Takeaway: A Series A term sheet is the non-binding blueprint for your financing; it is a high-level summary of the critical economic and control terms that will govern the long-term partnership between your company and your new investors.
After weeks or months of pitching, you have finally received a term sheet from a venture capital fund for your Series A financing. This is a major milestone and a huge validation of your company's progress. But what is this document, and what does it represent?
A term sheet is a non-binding outline of the proposed terms and conditions for an investment. It is not the final, definitive legal contract, but it is the foundational blueprint from which all the final legal documents will be drafted. It is a good-faith agreement on the core business deal, and it covers the three main categories of any venture financing: the economics of the investment, the control and governance rights of the investors, and the rights of the founders and employees.
The Structure of a Term Sheet
While the specifics can vary, most Series A term sheets follow a standard structure and are typically 2-10 pages long. Think about term sheets as having two major components: the economic terms and the control terms.
1. The Offering Terms (The "Economics"): This is the heart of the deal. This section outlines the core financial terms of the investment, including:
The total amount being raised.
The "pre-money" valuation of the company.
The price per share for the new Series A Preferred Stock.
The liquidation preference for the investors.
The size of the post-financing employee stock option pool.

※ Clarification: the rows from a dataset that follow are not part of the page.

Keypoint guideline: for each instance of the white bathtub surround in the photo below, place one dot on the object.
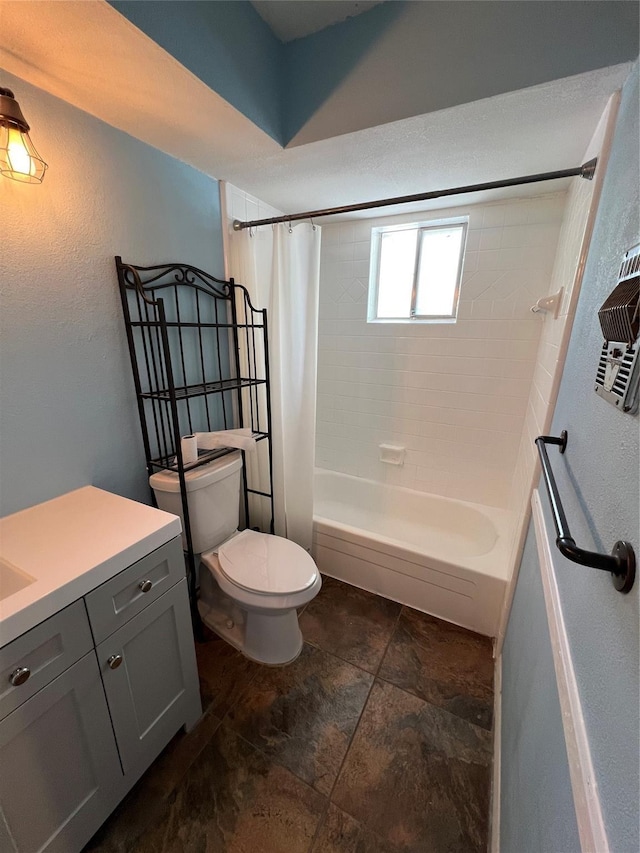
(454, 395)
(573, 247)
(280, 268)
(442, 556)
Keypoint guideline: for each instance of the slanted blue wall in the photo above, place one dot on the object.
(599, 484)
(396, 60)
(226, 44)
(68, 415)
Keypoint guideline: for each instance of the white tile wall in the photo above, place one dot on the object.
(455, 395)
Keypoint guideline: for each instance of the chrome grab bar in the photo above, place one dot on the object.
(621, 562)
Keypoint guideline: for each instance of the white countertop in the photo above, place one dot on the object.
(70, 545)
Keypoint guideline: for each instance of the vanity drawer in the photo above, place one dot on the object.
(44, 652)
(111, 605)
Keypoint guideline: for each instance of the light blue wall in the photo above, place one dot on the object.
(598, 481)
(396, 60)
(226, 44)
(537, 813)
(68, 415)
(315, 66)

2. The Stockholder Agreements (The "Control Terms"): This section outlines the terms that will be included in a series of separate legal agreements that will be signed by all major stockholders (both founders and investors). This includes:
The composition of the new Board of Directors.
The information and registration rights granted to the investors.
The anti-dilution protection and protective covenants (veto rights).
The Right of First Refusal and Co-Sale Agreement, which governs the transfer of stock.
The Drag-Along Agreement, which governs a future sale of the company.
A term sheet is a dense and complex document, and every single line has a significant legal and economic consequence. It is typically quite difficult to negotiate different terms in the definitive documents once they are memorialized in the term sheet so it is absolutely essential that you review it in detail with experienced legal counsel before you sign.
Disclaimer: This post is for general informational purposes only and does not constitute legal, tax, or financial advice. Reading or relying on this content does not create an attorney–client relationship. Every startup’s situation is unique, and you should consult qualified legal or tax professionals before making decisions that may affect your business.